The Concept: The Cosmic Trojan Horse

Instead of a giant sledgehammer, imagine a tiny, microscopic needle. On its own, the needle is nothing. But what if that needle was actually a tiny, invisible "seed" (a very small Primordial Black Hole) that snuck inside a large, soft object (a dwarf star)?

Once inside, the tiny black hole doesn't just sit there. It starts eating. It acts like a cosmic parasite. It begins to consume the star from the inside out, growing larger and larger as it gobbles up the stellar material. Eventually, the star is completely gone, leaving behind a black hole that is much larger than the "seed" that started it.

The result? You end up with a medium-sized black hole that looks like it was "born" that way, but it was actually "built" by eating a star.


The Setting: The Quiet Neighborhoods of Space

The authors explain that this "eating" process is most likely to happen in Dwarf Galaxies.

Think of the Milky Way as a bustling, high-speed metropolis. Cars (stars and dark matter) are zooming around at hundreds of miles per hour. In such a fast-paced environment, it’s hard for a tiny black hole to "catch" a star; they usually just zip past each other like two ships in the night.
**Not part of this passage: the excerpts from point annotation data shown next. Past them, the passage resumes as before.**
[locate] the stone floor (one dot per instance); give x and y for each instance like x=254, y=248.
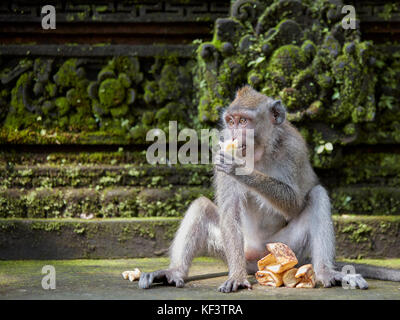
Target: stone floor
x=101, y=279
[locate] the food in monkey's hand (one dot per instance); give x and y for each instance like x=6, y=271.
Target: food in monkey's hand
x=277, y=268
x=229, y=146
x=306, y=275
x=131, y=275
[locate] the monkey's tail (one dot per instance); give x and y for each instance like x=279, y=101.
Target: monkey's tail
x=373, y=272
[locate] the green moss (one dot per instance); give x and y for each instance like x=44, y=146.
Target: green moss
x=358, y=233
x=111, y=92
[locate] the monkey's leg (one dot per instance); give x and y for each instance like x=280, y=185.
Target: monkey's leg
x=312, y=233
x=198, y=232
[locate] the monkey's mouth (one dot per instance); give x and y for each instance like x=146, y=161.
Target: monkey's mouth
x=242, y=150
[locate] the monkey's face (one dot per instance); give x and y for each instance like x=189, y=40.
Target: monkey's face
x=238, y=124
x=252, y=118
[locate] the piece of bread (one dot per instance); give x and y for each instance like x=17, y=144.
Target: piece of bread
x=268, y=278
x=283, y=255
x=289, y=279
x=305, y=271
x=131, y=275
x=306, y=276
x=267, y=260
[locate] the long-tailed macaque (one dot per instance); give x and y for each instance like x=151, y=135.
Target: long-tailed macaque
x=281, y=200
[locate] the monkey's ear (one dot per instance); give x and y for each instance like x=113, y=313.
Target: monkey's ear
x=277, y=112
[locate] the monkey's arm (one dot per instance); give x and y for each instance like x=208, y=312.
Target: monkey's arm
x=233, y=243
x=283, y=196
x=279, y=193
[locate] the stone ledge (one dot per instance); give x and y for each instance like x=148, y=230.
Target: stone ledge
x=356, y=236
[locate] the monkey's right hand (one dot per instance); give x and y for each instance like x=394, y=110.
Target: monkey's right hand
x=233, y=284
x=168, y=276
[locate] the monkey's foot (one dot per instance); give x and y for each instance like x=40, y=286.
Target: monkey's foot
x=168, y=276
x=332, y=278
x=233, y=284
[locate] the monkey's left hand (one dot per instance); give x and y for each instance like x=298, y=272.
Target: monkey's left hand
x=233, y=284
x=225, y=162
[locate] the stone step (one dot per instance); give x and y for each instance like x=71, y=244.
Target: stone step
x=156, y=199
x=356, y=237
x=100, y=176
x=98, y=202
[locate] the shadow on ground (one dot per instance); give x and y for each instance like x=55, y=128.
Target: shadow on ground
x=101, y=279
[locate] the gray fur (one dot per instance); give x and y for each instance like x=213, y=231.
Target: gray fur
x=280, y=201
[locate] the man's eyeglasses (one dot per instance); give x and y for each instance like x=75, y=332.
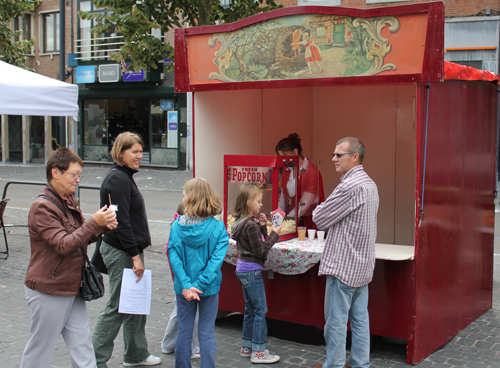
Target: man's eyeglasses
x=75, y=176
x=339, y=155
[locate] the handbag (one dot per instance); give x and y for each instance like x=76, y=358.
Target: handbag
x=97, y=260
x=92, y=284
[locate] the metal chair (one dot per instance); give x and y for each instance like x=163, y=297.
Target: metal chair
x=3, y=205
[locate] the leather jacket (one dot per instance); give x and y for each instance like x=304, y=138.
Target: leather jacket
x=56, y=258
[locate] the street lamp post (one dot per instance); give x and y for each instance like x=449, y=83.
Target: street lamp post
x=62, y=69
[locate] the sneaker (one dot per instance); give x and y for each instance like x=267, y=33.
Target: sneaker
x=150, y=360
x=197, y=354
x=263, y=357
x=246, y=352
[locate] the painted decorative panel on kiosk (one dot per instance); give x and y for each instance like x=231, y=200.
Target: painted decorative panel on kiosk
x=309, y=46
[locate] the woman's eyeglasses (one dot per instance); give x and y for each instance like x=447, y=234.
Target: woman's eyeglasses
x=339, y=155
x=75, y=176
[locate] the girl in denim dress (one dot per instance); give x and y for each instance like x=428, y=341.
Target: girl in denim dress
x=253, y=245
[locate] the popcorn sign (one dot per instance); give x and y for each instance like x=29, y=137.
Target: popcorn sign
x=261, y=175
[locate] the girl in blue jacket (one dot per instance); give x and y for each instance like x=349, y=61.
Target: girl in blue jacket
x=197, y=246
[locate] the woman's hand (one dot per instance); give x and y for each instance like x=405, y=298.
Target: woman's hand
x=262, y=219
x=191, y=293
x=138, y=267
x=277, y=230
x=105, y=217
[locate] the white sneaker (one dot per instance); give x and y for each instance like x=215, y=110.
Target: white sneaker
x=263, y=357
x=150, y=360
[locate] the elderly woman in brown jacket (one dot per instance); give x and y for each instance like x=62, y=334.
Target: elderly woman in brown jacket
x=58, y=230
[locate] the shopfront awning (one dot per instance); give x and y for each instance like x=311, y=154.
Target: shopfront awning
x=26, y=93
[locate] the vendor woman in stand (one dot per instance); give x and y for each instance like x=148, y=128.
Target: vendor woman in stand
x=309, y=183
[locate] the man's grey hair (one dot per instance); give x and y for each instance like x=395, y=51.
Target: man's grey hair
x=355, y=145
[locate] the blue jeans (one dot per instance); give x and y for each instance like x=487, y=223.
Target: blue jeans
x=345, y=303
x=186, y=314
x=254, y=323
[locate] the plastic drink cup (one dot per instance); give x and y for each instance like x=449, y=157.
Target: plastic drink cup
x=321, y=235
x=302, y=233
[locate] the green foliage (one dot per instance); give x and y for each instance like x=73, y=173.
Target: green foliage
x=134, y=20
x=14, y=52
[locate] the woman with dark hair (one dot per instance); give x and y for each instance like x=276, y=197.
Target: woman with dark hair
x=59, y=236
x=309, y=189
x=123, y=248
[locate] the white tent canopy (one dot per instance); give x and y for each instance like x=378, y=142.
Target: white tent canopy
x=26, y=93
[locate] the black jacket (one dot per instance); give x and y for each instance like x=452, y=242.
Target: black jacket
x=132, y=233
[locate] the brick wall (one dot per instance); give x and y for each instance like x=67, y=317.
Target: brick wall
x=453, y=8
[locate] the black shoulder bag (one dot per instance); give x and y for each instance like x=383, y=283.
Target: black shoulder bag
x=92, y=284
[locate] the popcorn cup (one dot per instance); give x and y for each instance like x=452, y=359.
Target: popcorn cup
x=311, y=233
x=321, y=235
x=302, y=233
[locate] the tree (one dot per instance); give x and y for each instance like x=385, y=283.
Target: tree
x=11, y=51
x=134, y=20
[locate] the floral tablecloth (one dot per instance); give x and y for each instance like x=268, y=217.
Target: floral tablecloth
x=291, y=257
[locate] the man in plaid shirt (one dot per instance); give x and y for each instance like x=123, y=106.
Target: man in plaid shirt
x=350, y=215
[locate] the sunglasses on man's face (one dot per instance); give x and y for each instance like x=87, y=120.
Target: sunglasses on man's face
x=339, y=155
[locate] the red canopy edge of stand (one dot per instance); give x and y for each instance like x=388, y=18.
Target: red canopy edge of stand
x=432, y=70
x=453, y=71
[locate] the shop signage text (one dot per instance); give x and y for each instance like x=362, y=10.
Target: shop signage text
x=140, y=76
x=173, y=132
x=110, y=73
x=250, y=174
x=166, y=104
x=85, y=74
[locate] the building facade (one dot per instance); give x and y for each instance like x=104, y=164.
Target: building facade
x=146, y=103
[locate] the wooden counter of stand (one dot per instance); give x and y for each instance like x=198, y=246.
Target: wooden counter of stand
x=295, y=292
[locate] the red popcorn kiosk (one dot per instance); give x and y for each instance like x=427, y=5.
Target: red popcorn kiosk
x=265, y=172
x=430, y=132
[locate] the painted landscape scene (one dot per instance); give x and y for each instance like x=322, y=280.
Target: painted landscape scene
x=303, y=46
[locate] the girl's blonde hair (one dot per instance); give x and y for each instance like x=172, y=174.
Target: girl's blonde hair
x=245, y=194
x=201, y=199
x=123, y=142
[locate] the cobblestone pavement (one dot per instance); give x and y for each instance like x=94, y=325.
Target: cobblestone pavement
x=478, y=346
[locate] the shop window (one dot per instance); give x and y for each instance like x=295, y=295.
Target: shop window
x=50, y=27
x=37, y=139
x=320, y=31
x=23, y=24
x=15, y=138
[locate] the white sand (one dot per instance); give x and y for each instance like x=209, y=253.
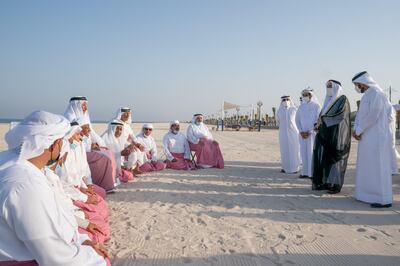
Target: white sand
x=247, y=214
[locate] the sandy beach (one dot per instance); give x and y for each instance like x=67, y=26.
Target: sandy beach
x=246, y=214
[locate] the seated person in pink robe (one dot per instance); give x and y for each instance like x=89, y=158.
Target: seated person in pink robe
x=151, y=162
x=35, y=227
x=176, y=149
x=202, y=143
x=74, y=172
x=135, y=155
x=100, y=160
x=114, y=141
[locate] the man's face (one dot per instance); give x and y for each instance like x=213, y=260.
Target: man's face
x=362, y=87
x=76, y=137
x=84, y=107
x=147, y=131
x=118, y=132
x=175, y=127
x=85, y=130
x=55, y=149
x=125, y=116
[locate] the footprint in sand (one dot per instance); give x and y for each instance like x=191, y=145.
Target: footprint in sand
x=187, y=260
x=201, y=222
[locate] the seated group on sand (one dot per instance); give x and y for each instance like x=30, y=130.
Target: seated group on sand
x=56, y=173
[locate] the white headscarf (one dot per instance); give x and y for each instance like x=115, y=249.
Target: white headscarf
x=74, y=112
x=75, y=128
x=116, y=145
x=290, y=105
x=36, y=132
x=329, y=100
x=119, y=113
x=74, y=108
x=64, y=147
x=175, y=122
x=147, y=125
x=127, y=132
x=313, y=96
x=365, y=78
x=195, y=117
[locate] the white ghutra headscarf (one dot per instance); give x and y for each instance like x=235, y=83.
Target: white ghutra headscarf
x=35, y=133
Dwarf galaxies, however, are like quiet, sleepy suburbs. Everything moves much more slowly there. Because the "traffic" is so slow, a tiny primordial black hole has a much better chance of bumping into a star, getting stuck, and starting its feast.


The Math: Why This Matters

The researchers did some "back-of-the-envelope" math to see if this could actually happen often enough to be noticed. Here is what they found:

  1. The Seeds are Everywhere: Even if these tiny black holes make up only a small fraction of "Dark Matter," there would still be billions of them floating around.
  2. The Feast is Fast: Once the tiny black hole is inside the star, it eats through the star's mass relatively quickly (in cosmic terms).
  3. The Population is Significant: They estimate that in a galaxy like our own, this "indirect" method could create about 100,000 subsolar black holes.

While 100,000 is a small number compared to the billions of stars in the galaxy, it is plenty large enough to explain the "mystery signals" that gravitational-wave detectors (like LIGO) have been picking up lately.


The Big Picture

If we eventually confirm that these small black holes exist, we won't know for sure if they were "born small" (the Direct Scenario) or "grown through eating" (the Indirect Scenario).

However, this paper gives astronomers a new clue: if we see these black holes mostly in quiet, dwarf galaxies, it’s a smoking gun that they might be "cosmic parasites" that grew by consuming their hosts!